The New York Giants appear to have significantly more money on the table in their bid for the All-Pro's services, but the Dolphins aren't out of the running yet.
Florida has no state income tax, but in New York Rolle would lose around 10 percent of his contract's value in state and city income taxes; this certainly weighs heavily into the financial equation.
Rolle has also stated in the past his desire to return to Florida, where many of his family and friends reside. He played his college ball at the University of Miami and was a fan favorite as one of the team's defensive leaders.
The welcome he'd receive in Dolphins land is likely to be far more pleasant than that of the notoriously critical New York press. Players know what kind of pressure comes with being a member of any of New York's professional teams; any slip-up is met with extreme scrutiny.

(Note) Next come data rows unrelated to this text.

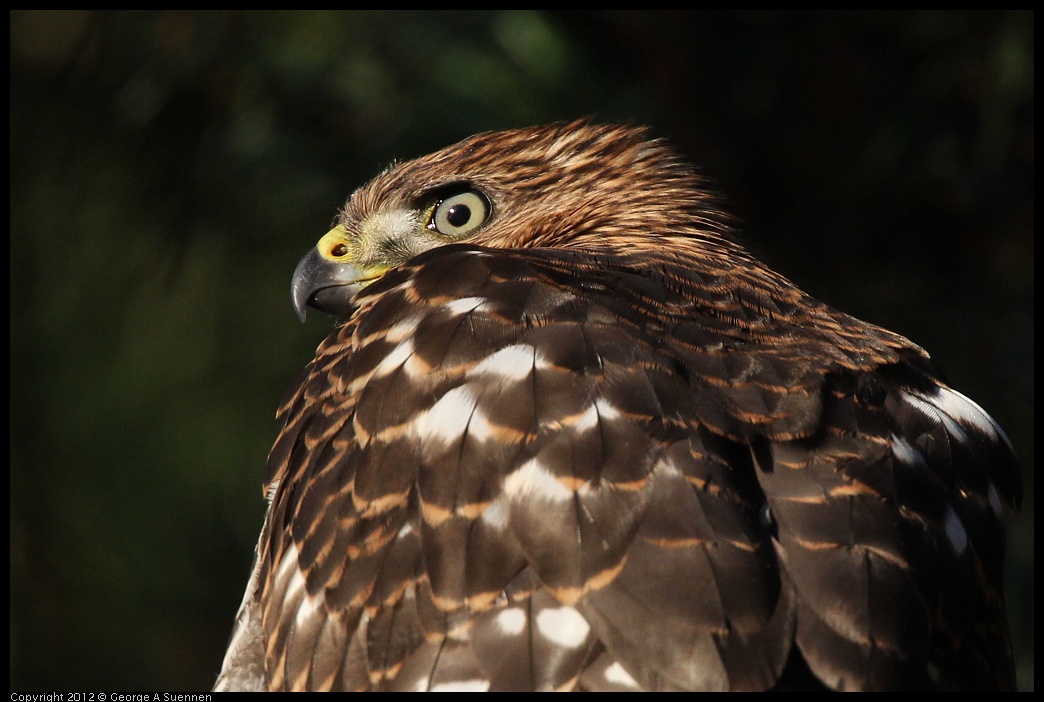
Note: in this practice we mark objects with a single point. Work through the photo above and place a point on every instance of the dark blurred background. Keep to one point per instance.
(169, 168)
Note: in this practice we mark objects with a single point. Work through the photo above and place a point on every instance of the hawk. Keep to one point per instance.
(572, 436)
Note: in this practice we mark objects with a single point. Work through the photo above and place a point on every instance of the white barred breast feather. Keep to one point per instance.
(571, 436)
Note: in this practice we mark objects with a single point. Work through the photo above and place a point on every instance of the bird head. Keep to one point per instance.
(565, 185)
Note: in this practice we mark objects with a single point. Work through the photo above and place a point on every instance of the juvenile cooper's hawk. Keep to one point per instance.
(573, 437)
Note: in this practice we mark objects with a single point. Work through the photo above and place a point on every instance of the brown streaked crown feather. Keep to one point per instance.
(596, 445)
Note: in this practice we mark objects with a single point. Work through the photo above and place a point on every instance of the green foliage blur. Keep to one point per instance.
(169, 168)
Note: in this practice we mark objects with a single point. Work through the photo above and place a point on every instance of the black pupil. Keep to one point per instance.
(458, 215)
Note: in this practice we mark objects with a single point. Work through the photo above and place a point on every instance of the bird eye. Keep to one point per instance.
(460, 214)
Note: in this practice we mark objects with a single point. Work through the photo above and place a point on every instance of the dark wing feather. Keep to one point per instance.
(539, 469)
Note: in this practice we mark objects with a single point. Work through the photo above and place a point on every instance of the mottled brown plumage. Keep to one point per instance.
(571, 436)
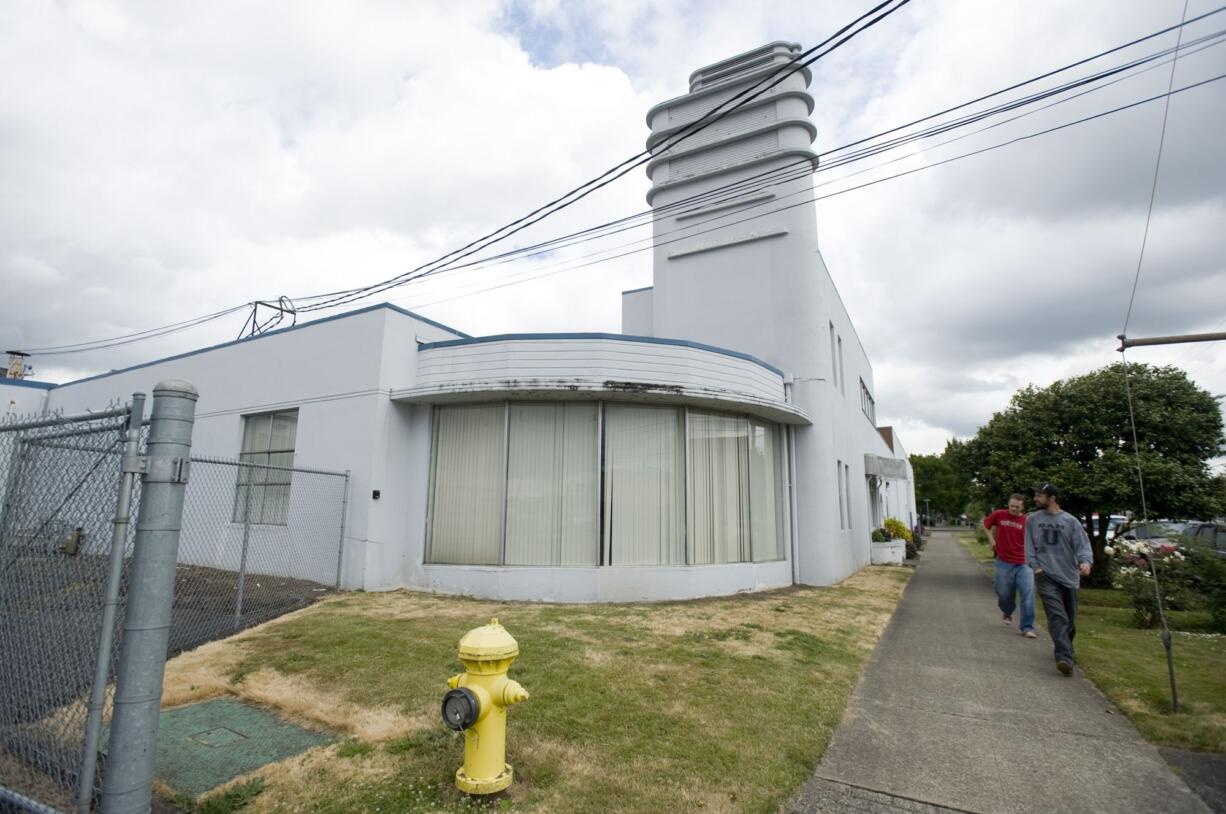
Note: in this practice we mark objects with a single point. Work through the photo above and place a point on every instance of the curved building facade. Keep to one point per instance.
(726, 440)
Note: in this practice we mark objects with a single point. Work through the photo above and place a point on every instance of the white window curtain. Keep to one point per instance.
(466, 495)
(765, 492)
(644, 500)
(847, 492)
(719, 488)
(842, 499)
(553, 467)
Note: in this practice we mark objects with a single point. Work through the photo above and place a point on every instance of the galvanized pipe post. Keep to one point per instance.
(110, 604)
(340, 548)
(247, 537)
(128, 785)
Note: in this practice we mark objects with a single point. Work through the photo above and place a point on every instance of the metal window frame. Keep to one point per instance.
(267, 451)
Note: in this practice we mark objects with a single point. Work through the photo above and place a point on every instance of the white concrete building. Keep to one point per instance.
(725, 441)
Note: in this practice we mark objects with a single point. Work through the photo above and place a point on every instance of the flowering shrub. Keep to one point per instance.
(1130, 573)
(896, 528)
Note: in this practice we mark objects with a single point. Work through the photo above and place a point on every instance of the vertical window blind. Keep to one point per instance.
(552, 477)
(644, 498)
(467, 478)
(766, 490)
(569, 483)
(719, 487)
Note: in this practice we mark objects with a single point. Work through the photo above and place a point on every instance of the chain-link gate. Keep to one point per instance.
(59, 479)
(256, 542)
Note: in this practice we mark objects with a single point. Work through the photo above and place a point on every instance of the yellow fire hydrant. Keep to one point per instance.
(477, 704)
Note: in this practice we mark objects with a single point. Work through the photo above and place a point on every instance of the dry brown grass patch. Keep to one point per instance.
(296, 696)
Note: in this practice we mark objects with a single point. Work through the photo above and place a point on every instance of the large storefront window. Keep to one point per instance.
(580, 483)
(552, 477)
(466, 484)
(644, 489)
(719, 487)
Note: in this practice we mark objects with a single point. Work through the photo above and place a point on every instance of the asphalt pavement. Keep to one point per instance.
(956, 711)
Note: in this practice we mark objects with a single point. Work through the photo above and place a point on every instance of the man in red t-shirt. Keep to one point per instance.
(1014, 579)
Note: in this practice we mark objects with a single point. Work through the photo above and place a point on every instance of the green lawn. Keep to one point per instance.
(721, 705)
(1129, 666)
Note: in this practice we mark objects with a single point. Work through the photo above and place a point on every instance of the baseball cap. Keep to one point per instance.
(1048, 489)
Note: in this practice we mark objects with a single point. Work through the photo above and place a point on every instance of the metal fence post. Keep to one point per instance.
(110, 604)
(128, 785)
(247, 537)
(340, 548)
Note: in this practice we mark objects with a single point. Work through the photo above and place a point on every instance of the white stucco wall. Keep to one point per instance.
(636, 311)
(744, 271)
(20, 399)
(337, 374)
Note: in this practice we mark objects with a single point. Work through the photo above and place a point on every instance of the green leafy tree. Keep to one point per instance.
(1075, 434)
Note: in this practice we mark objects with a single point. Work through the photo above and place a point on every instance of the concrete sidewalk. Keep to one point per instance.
(958, 711)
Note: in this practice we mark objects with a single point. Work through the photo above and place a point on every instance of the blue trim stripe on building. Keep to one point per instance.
(27, 383)
(618, 337)
(264, 336)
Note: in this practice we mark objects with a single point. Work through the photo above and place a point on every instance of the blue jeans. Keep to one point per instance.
(1014, 581)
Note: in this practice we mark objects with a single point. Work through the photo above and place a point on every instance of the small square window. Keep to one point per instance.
(261, 494)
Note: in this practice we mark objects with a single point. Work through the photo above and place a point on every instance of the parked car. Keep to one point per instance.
(1206, 535)
(1155, 532)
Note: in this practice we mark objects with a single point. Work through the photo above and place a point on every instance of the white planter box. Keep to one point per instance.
(891, 553)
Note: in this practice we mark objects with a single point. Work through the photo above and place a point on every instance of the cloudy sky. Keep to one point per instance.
(164, 161)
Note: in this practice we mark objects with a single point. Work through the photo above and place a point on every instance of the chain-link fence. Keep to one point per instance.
(256, 542)
(59, 481)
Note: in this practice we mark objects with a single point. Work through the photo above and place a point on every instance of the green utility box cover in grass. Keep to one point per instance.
(202, 745)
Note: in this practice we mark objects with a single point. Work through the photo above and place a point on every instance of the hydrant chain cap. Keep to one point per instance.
(488, 642)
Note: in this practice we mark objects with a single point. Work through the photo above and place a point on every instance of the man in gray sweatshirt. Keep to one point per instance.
(1058, 551)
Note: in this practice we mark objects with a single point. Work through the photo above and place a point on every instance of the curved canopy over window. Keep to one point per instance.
(582, 483)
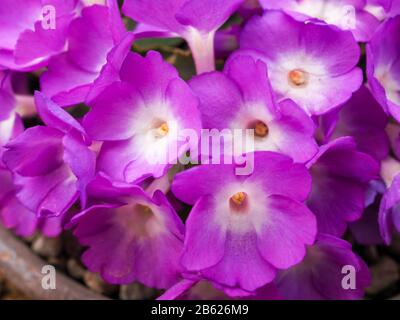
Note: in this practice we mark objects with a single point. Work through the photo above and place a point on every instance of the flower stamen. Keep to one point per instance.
(298, 77)
(238, 198)
(261, 129)
(163, 129)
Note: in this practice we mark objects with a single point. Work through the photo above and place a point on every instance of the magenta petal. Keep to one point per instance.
(36, 151)
(150, 75)
(53, 116)
(206, 15)
(48, 195)
(290, 227)
(340, 180)
(112, 112)
(65, 83)
(201, 234)
(135, 239)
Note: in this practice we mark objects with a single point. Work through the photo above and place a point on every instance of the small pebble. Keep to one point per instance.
(47, 247)
(395, 246)
(75, 269)
(371, 253)
(94, 282)
(384, 274)
(137, 291)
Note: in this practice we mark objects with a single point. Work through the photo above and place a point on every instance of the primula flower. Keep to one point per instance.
(188, 289)
(130, 235)
(254, 224)
(241, 98)
(10, 122)
(315, 65)
(194, 20)
(383, 66)
(97, 40)
(319, 276)
(345, 14)
(341, 176)
(28, 37)
(389, 212)
(141, 118)
(14, 215)
(363, 119)
(51, 164)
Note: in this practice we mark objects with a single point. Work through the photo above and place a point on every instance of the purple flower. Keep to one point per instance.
(319, 276)
(383, 66)
(97, 42)
(10, 122)
(315, 66)
(130, 235)
(366, 230)
(241, 98)
(51, 164)
(194, 20)
(345, 14)
(363, 119)
(28, 37)
(188, 289)
(140, 119)
(389, 212)
(14, 215)
(340, 175)
(254, 224)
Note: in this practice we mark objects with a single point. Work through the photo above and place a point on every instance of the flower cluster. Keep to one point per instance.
(241, 182)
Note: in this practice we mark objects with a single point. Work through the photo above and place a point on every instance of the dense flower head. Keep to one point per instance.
(212, 149)
(383, 66)
(351, 15)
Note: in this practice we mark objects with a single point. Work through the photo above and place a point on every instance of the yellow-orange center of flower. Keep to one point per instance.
(163, 129)
(297, 77)
(261, 129)
(238, 198)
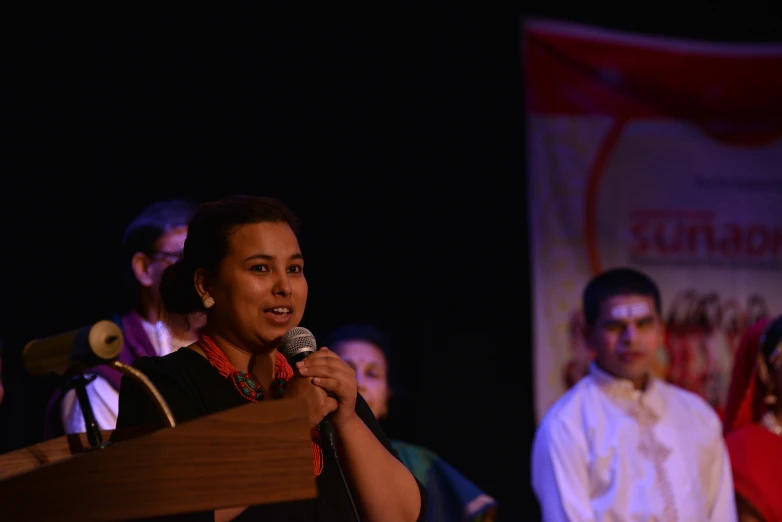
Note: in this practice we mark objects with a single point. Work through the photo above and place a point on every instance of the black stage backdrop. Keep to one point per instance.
(396, 135)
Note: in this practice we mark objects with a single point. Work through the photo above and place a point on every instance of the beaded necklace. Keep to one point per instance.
(253, 391)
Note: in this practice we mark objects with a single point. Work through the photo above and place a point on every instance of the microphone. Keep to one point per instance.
(78, 349)
(296, 345)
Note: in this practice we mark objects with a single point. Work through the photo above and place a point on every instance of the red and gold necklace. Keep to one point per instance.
(251, 390)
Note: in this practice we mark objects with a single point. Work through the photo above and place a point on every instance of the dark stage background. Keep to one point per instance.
(397, 136)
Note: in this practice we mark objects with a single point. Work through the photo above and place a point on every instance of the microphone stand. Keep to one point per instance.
(327, 432)
(79, 382)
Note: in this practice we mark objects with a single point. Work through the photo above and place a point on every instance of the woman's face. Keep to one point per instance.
(371, 368)
(260, 291)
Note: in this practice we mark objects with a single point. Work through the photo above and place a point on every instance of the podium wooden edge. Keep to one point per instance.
(253, 454)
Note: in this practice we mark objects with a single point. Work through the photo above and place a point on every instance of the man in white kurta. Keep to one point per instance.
(607, 452)
(622, 445)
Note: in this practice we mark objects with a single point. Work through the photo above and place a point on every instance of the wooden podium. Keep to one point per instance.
(252, 454)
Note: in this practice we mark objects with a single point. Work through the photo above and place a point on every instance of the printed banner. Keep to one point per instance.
(663, 155)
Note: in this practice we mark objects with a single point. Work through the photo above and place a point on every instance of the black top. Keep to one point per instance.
(193, 388)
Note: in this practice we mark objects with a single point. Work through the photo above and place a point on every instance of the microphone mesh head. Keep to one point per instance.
(297, 341)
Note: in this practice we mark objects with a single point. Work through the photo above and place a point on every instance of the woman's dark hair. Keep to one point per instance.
(207, 243)
(614, 282)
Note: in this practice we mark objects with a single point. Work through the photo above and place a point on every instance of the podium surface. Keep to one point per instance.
(256, 453)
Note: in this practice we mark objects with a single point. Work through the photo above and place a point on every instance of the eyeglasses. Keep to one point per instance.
(172, 257)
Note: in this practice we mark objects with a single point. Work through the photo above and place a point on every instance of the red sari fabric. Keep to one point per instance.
(756, 459)
(755, 452)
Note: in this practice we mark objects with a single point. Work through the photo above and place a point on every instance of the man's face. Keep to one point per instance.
(625, 337)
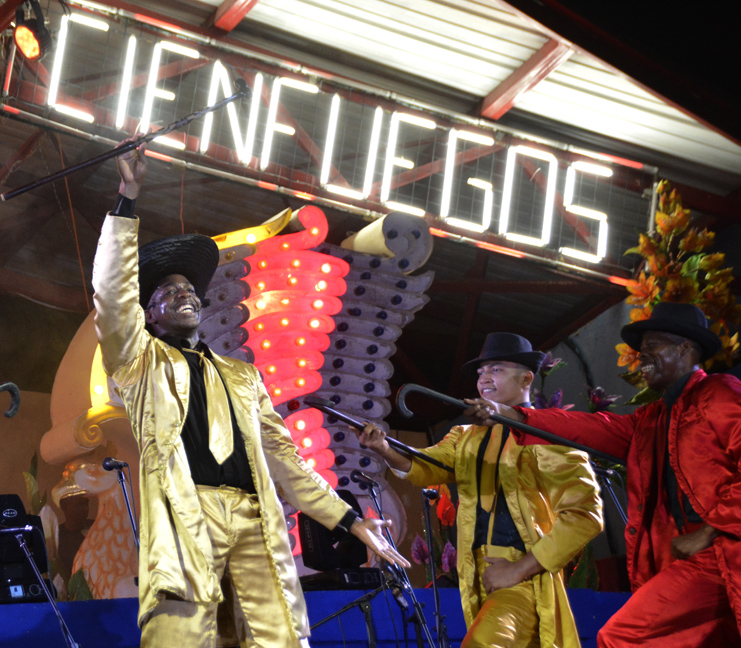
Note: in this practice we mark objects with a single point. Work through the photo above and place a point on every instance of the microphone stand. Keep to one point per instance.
(363, 603)
(127, 501)
(442, 630)
(18, 532)
(402, 577)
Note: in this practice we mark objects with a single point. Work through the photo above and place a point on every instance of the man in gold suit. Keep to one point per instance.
(523, 511)
(214, 453)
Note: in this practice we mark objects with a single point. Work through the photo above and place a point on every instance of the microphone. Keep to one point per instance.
(109, 463)
(359, 477)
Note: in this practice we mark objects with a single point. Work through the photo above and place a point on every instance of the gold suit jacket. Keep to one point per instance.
(153, 380)
(554, 500)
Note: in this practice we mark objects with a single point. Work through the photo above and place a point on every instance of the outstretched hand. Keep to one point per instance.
(132, 167)
(370, 531)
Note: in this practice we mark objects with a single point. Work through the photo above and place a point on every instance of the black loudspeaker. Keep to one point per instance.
(18, 581)
(323, 550)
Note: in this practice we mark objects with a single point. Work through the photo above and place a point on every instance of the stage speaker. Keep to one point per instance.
(18, 581)
(322, 550)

It's safe to say that the Dolphins' offer, while below Rolle's asking price, comes with somewhat of a hometown bonus. It may yet be enough to take him off the market.
In a related story, the Dolphins are set to release incumbent starting free safety Gibril Wilson after just one season with the team; the news was first reported by Wilson's agent, Alvin Keels.
Wilson struggled throughout the year and had one of the least productive campaigns of his seven-year career. The move comes as no surprise, as it has been speculated for months the team would void his deal to avoid having to pay out the remainder of his $27 million contract.
At the NFL Scouting Combine, Dolphins general manager Jeff Ireland seemed confident Wilson would improve in his second season and spoke as if the 28-year-old was set to remain with the franchise.
In light of Friday's news, Ireland's stance appears to have been more of a smoke screen than a legitimate vote of confidence in the struggling safety.
His release signals not only the Dolphins' confidence in second-year safety Chris Clemons—who replaced Wilson as a starter for two games last season—but also the team's desire to seriously pursue Rolle in free agency.
Miami wouldn't have released its starter without at least an inclination that a deal with the former Hurricane standout was possible. Rolle, who has 12 career interceptions, would give the Dolphins a seriously imposing secondary.
Strong safety Yeremiah Bell was selected as an injury replacement in the 2010 Pro Bowl, and second-year corners Vonte Davis and Sean Smith showed great potential in their rookie seasons.
Adding Rolle to the mix would likely erase question marks about a unit that finished 24th against the pass in 2009. The only question remaining is whether the Dolphins are willing to fork over enough cash to make that happen.